Processing large-scale data is at the heart of what the data infrastructure group does at Facebook. Over the years we have seen tremendous growth in our analytics needs, and to satisfy those needs we either have to design and build a new system or adopt an existing open source solution and improve it so it works at our scale.
For some of our batch-processing use cases we decided to use Apache Spark, a fast-growing open source data processing platform with the ability to scale with a large amount of data and support for custom user applications.
A few months ago, we shared one such use case that leveraged Spark’s declarative (SQL) support. In this post, we will describe how we used the imperative side of Spark to redesign a large-scale, complex (100+ stage) pipeline that was originally written in HQL over Hive. In particular, we will describe how to control data distribution, avoid data skew, and implement application-specific optimizations to build performant and reliable data pipelines. This new Spark-based pipeline is modular, readable, and more maintainable compared with the previous set of HQL queries. In addition to the qualitative improvements, we also observed reductions in both resource usage and data landing time.
Use case : N-gram language model training
Natural language processing is a field of artificial intelligence concerned with the interactions between computers and human languages. Computers can be trained to model a language, and these models are used to detect and correct spelling errors. The N-gram language model is the most widely used language modeling approach. An N-gram is usually written as an N-word phrase, with the first N-1 words as the history, and the last word predicted as a probability based on the N-1 previous words. For example, “Can you please come here” contains 5 words and is a 5-gram. Its history is “Can you please come.” Based on that history, an N-gram language model can compute a conditional probability of the word “here.”
Large-scale, higher-order N-gram language models (e.g., N=5) have proven very effective in many applications, such as automatic speech recognition and machine translation. At Facebook, for example, this is used to automatically generate captions for videos uploaded to pages, and detecting pages with potentially low quality place names (eg. “Home sweet home,” “Apt #00, Fake lane, Foo City”).
Language models trained with large datasets have better accuracy compared with ones trained with smaller datasets. The possibility of covering ample instances of infrequent words (or N-grams) increases with a larger dataset. For training with larger dataset, distributed computing frameworks (e.g. MapReduce) are generally used for better scalability and parallelizing model training.
We had originally developed a Hive-based solution for generating an N-gram language model. The N-gram counts were sharded by the last-two-word history, and C++ based TRANSFORMs were used to estimate partial language models and save them in Hive. Separate sub-models were built on different data sources, each triggered by a Hive query. Later, all these sub-models were combined in a final job using an interpolation algorithm using weights for each sub-model. Below is a high-level overview of the pipeline:
The Hive-based solution obtained reasonable success in building language models: It could comfortably construct 5-gram language models when trained with a few billion N-grams. As we tried to increase the size of training dataset, the end-to-end time for running the pipeline was in an unacceptable range.
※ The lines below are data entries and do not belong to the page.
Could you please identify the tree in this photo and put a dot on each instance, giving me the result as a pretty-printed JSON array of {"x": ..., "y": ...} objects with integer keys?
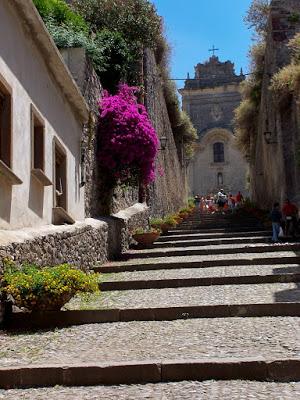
[{"x": 257, "y": 17}]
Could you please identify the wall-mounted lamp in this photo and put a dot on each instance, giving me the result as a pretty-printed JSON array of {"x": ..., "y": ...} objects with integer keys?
[
  {"x": 82, "y": 168},
  {"x": 269, "y": 138},
  {"x": 163, "y": 143}
]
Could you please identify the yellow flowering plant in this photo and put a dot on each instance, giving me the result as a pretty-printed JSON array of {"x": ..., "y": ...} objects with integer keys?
[{"x": 49, "y": 288}]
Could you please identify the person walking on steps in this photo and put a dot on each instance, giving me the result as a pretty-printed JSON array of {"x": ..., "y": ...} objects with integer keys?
[
  {"x": 276, "y": 218},
  {"x": 221, "y": 200},
  {"x": 289, "y": 211},
  {"x": 239, "y": 199}
]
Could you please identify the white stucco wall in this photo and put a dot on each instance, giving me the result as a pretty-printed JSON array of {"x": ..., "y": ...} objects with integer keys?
[
  {"x": 24, "y": 68},
  {"x": 204, "y": 171}
]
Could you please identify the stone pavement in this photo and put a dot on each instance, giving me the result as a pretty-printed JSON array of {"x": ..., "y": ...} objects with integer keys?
[
  {"x": 231, "y": 338},
  {"x": 207, "y": 390}
]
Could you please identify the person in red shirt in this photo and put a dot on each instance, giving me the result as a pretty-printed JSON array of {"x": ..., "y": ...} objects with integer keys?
[
  {"x": 239, "y": 199},
  {"x": 289, "y": 212}
]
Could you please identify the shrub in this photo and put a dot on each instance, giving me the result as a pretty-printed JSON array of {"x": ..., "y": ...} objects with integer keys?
[
  {"x": 170, "y": 220},
  {"x": 245, "y": 125},
  {"x": 156, "y": 222},
  {"x": 47, "y": 288},
  {"x": 128, "y": 142},
  {"x": 136, "y": 20},
  {"x": 287, "y": 80},
  {"x": 59, "y": 12},
  {"x": 257, "y": 16}
]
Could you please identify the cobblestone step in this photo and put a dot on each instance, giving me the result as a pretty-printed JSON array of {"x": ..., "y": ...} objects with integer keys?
[
  {"x": 154, "y": 371},
  {"x": 212, "y": 250},
  {"x": 191, "y": 296},
  {"x": 194, "y": 282},
  {"x": 60, "y": 319},
  {"x": 206, "y": 242},
  {"x": 202, "y": 236},
  {"x": 200, "y": 262},
  {"x": 268, "y": 337},
  {"x": 176, "y": 231},
  {"x": 189, "y": 273},
  {"x": 186, "y": 390}
]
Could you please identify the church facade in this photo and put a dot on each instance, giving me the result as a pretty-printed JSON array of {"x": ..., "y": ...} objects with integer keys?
[{"x": 210, "y": 99}]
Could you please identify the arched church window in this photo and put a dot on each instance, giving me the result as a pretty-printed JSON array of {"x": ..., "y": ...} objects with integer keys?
[
  {"x": 219, "y": 152},
  {"x": 220, "y": 178}
]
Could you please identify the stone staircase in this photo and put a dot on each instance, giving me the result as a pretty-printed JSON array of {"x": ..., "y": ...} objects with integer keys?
[{"x": 211, "y": 311}]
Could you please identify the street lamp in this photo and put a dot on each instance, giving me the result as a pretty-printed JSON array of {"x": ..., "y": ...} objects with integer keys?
[
  {"x": 163, "y": 143},
  {"x": 269, "y": 139}
]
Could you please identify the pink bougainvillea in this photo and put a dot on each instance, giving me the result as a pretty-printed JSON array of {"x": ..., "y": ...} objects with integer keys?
[{"x": 128, "y": 141}]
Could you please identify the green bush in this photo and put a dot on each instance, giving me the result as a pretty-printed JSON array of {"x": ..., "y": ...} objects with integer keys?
[
  {"x": 136, "y": 20},
  {"x": 47, "y": 288},
  {"x": 60, "y": 12}
]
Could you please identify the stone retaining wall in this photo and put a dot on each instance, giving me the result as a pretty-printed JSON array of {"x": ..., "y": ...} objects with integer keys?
[{"x": 83, "y": 244}]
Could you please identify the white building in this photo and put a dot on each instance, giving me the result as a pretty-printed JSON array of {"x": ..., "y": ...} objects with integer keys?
[{"x": 41, "y": 118}]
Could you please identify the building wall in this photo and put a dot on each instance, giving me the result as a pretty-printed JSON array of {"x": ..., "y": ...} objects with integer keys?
[
  {"x": 169, "y": 191},
  {"x": 275, "y": 172},
  {"x": 212, "y": 111},
  {"x": 24, "y": 68},
  {"x": 204, "y": 171}
]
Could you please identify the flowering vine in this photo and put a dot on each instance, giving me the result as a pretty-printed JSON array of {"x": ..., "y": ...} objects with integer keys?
[{"x": 128, "y": 141}]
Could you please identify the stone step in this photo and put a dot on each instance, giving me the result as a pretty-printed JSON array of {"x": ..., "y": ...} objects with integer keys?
[
  {"x": 177, "y": 231},
  {"x": 194, "y": 282},
  {"x": 154, "y": 371},
  {"x": 211, "y": 250},
  {"x": 199, "y": 262},
  {"x": 192, "y": 296},
  {"x": 269, "y": 337},
  {"x": 208, "y": 242},
  {"x": 196, "y": 236},
  {"x": 184, "y": 390},
  {"x": 209, "y": 272},
  {"x": 28, "y": 322}
]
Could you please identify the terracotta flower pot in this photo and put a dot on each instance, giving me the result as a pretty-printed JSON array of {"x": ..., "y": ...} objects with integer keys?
[
  {"x": 165, "y": 228},
  {"x": 146, "y": 238}
]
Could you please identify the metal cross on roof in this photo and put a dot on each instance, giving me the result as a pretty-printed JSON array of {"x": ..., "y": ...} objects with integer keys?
[{"x": 214, "y": 49}]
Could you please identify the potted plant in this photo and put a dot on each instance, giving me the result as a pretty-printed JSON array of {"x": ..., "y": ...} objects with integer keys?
[
  {"x": 156, "y": 222},
  {"x": 184, "y": 213},
  {"x": 146, "y": 237},
  {"x": 45, "y": 289},
  {"x": 168, "y": 223}
]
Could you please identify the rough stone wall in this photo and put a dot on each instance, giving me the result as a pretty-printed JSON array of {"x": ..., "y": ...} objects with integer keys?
[
  {"x": 274, "y": 170},
  {"x": 90, "y": 86},
  {"x": 169, "y": 192},
  {"x": 81, "y": 244}
]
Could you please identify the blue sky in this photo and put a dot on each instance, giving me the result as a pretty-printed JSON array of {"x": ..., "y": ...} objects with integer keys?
[{"x": 193, "y": 26}]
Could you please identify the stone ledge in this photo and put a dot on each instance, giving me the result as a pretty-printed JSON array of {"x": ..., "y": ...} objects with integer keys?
[
  {"x": 193, "y": 282},
  {"x": 259, "y": 369}
]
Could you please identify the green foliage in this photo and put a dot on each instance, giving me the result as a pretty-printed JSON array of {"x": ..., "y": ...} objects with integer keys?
[
  {"x": 136, "y": 20},
  {"x": 170, "y": 220},
  {"x": 294, "y": 45},
  {"x": 33, "y": 287},
  {"x": 257, "y": 16},
  {"x": 246, "y": 114},
  {"x": 141, "y": 231},
  {"x": 156, "y": 222},
  {"x": 118, "y": 57},
  {"x": 60, "y": 12},
  {"x": 294, "y": 18},
  {"x": 245, "y": 125},
  {"x": 287, "y": 80}
]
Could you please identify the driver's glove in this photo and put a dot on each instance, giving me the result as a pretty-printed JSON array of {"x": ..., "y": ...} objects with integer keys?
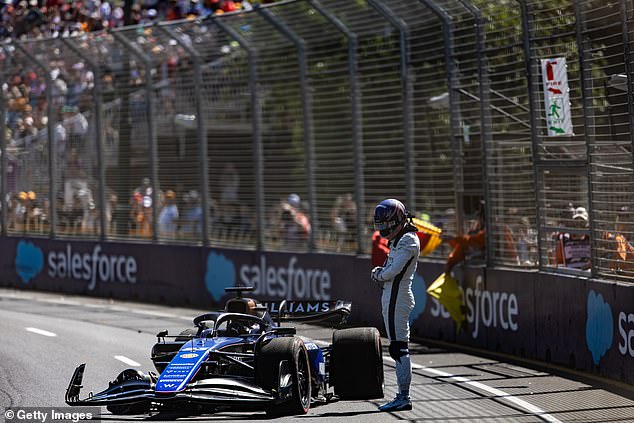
[{"x": 375, "y": 276}]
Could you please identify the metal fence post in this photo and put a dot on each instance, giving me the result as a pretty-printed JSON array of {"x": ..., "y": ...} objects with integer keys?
[
  {"x": 201, "y": 130},
  {"x": 485, "y": 118},
  {"x": 454, "y": 108},
  {"x": 258, "y": 154},
  {"x": 98, "y": 133},
  {"x": 357, "y": 129},
  {"x": 3, "y": 152},
  {"x": 585, "y": 76},
  {"x": 149, "y": 110},
  {"x": 407, "y": 94},
  {"x": 527, "y": 30},
  {"x": 307, "y": 111},
  {"x": 52, "y": 159},
  {"x": 628, "y": 67}
]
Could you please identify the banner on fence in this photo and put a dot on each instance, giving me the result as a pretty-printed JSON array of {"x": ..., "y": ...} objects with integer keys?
[{"x": 556, "y": 96}]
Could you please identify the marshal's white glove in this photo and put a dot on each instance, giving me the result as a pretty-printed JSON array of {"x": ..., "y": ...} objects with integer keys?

Hive provides a SQL-based engine for easily writing queries, which automatically get transformed into MapReduce jobs. For training language models, representing the computation as a SQL query wasn’t a natural fit due to following reasons:
- The pipeline code comprised several SQL queries for each sub-model training. These queries were mostly similar with minor differences. Writing a new pipeline for model training leads to duplication of these SQL queries.
- As more clauses are added to the query, it gets harder to understand the intent of the query.
- Changing a part of query requires re-running the entire pipeline to make sure that it does not cause a regression. Inability to test changes in isolation makes the development cycle take longer.
As an alternative, writing Hadoop jobs provides more freedom to developers in terms of expressing the computation, but takes a lot more time and requires expertise in Hadoop.
Spark comes with a Domain Specific Language (DSL) that makes it easy to write custom applications apart from writing jobs as SQL queries. With the DSL, you can control lower-level operations (e.g., when data is shuffled) and have access to intermediate data. This helps in implementing sophisticated algorithms achieve more efficiency and stability. It also enables users to write their pipeline in a modular fashion rather than one monolithic SQL string, which improves the readability, maintainability, and testability of the pipeline. These advantages led us to experiment with Spark.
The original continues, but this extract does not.